The history of Muay Thai can also be traced to the middle of the 18th century. During the battles between the Burmese of the Konbaung Dynasty and Siam. Muay Thai was originally called by more generic names such as Toi muay or simply muay. As well as being a practical fighting technique for use in actual warfare, muay became a sport in which the opponents fought in front of spectators who went to watch for entertainment.
Not Focusing On Technique
Many Muay Thai beginners don’t focus on their technique and rather just want the results of what the technique will bring. They do this by using brute force and just powering their way through a move. However, this is a mistake and will likely end up hurting you or exhausting your energy.
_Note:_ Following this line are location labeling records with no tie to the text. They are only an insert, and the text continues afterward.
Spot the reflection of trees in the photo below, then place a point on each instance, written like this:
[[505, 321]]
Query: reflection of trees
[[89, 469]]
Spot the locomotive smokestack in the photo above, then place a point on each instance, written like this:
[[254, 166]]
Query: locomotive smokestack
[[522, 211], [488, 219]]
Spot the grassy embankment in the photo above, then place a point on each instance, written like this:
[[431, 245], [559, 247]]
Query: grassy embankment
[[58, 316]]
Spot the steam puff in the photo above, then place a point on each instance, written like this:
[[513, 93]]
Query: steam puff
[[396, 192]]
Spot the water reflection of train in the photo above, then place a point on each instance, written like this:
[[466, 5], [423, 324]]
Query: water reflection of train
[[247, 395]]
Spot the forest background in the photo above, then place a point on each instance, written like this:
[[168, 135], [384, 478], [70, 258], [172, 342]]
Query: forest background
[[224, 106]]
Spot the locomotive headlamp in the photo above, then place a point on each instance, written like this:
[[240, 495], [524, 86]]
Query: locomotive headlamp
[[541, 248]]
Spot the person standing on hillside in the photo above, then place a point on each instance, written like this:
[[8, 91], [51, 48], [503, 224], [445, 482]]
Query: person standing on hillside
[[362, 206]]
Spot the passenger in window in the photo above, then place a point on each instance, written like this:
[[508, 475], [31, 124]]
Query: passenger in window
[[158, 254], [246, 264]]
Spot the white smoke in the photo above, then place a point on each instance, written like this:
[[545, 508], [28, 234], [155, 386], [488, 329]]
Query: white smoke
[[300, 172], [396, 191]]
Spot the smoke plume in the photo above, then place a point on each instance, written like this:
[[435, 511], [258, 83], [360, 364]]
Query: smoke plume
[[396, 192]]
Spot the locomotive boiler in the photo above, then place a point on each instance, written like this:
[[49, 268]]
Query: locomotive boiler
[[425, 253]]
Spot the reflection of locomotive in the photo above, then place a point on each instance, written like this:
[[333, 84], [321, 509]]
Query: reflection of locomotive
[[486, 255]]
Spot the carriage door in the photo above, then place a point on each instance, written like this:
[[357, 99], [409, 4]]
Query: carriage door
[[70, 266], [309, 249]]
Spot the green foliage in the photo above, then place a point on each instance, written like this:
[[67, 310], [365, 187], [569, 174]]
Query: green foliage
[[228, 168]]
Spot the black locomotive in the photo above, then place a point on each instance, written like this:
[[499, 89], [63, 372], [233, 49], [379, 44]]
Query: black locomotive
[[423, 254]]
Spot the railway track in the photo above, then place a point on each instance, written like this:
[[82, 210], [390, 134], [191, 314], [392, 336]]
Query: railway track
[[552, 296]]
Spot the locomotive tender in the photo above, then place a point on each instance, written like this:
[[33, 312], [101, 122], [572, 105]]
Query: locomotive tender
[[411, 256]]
For those who want straight-up power need to learn patience. Power will come after you beginning perfecting the technique. Patience and discipline are both areas you’ll need to master before the technique is perfected.
Not Keeping Your guard Up
Many people make this mistake because they’re focusing on 12 different things at once. That’s why constant practice changes everything. Once you become one with your moves then keeping your guard up becomes completely natural and automatic for your muscles.
Going Too Hard in Sparring
This is your chance to really practice and perfect your Muay Thai moves in a safe environment. A punching bag will only get you so far so you’ll have to move on to a real opponent. An actual matchup is too big of a jump so you’ll want to practice against a real human being who isn’t there to take you down.
This allows you to test out techniques and learn from any mistake you make. Here you’ll also get feedback on your weak points and where to improve. This is meant to be a training session that lasts and if you end up going too hard then your practice is cut short. Pace yourself!
Not Building Endurance
Muay Thai is an extreme test on your body’s endurance. This can be the end of a fight if your opponent wastes your energy. It’s up to you to keep your body physically fit enough to withstand a full fight. There are many ways to build up endurance such as jogging and skipping.
Jogging is the king of the stamina-building exercises and if you’re serious about progressing in Muay Thai, you should be looking to do at least 3 jogs per week of around 30 minutes per session to attain minimal aerobic fitness. Even if it’s hard at first, each week will get better and your mind will become more resilient in the process. Skipping is also a great way to build endurance since it’ll help you be quick on your feet.